— Не возьмётесь полечить мне невралгию? — спросил он, больше для того, чтобы выправить нелепо прерванный разговор.
Она была не такой восторженной девочкой, как показалось при знакомстве. Откуда-то в этом лёгком, бродящем напитке появился старый хмель сарказма.
— Ах, у вас ещё и невралгия? Интенсивная зарядка и бег трусцой, — посоветовала она и скрылась за дверью.
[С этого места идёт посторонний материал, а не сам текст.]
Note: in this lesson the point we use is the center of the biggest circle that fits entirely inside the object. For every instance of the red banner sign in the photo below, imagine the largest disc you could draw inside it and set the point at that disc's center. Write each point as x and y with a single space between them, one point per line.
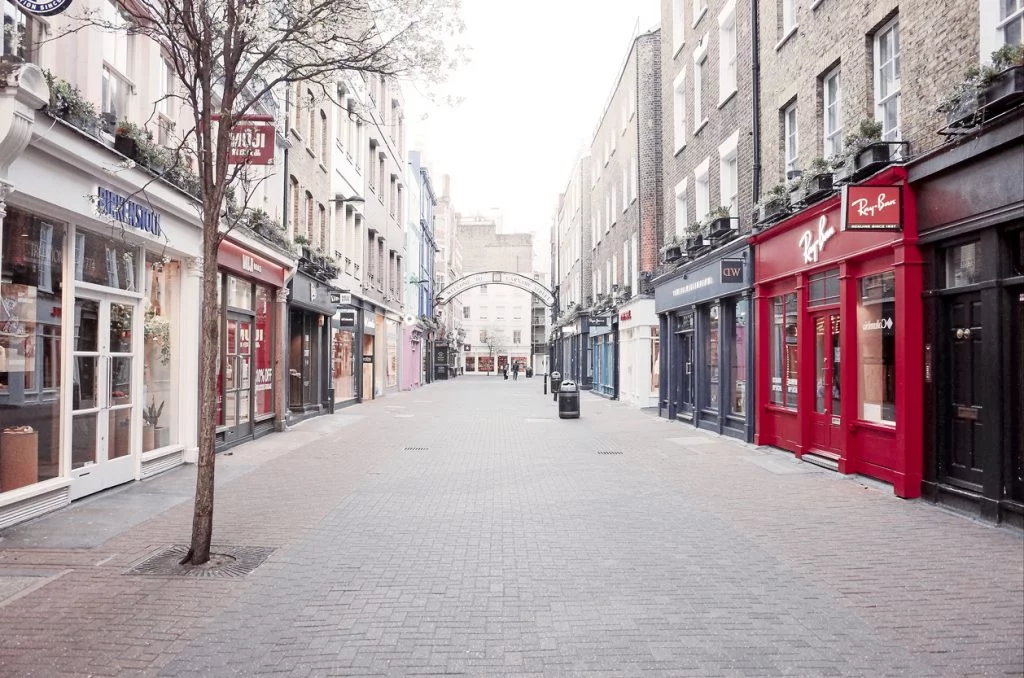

Русинов смотрел ей вслед через окно. Это резкое её отчуждение вызывало досаду и одновременно как бы подчёркивало, что здесь не любят людей, у которых нет чётко определённого положения. Если ты врач — то уж врач, а тут действительно такой букет. Скорее всего, Ольгу насторожила всеядность Русинова, больше характерная для Службы, чем для открытого и честного человека. Значит, «мелиораторы» не жалуют Службу, и это уже неплохо. Но кто они сами?..
Сейчас Ольга передаст весь разговор Петру Григорьевичу и, возможно, «пермяку» — дяде Коле. Если они знают, кто такой Русинов и зачем приехал сюда, такими откровенностями их не смутишь. И насторожатся, если держат его здесь, чтобы присмотреться и выяснить истинные цели. Для верности надо бы завтра утром без предупреждения съездить в Ныроб и дать телеграмму Ивану Сергеевичу. А потом посмотреть на их реакцию.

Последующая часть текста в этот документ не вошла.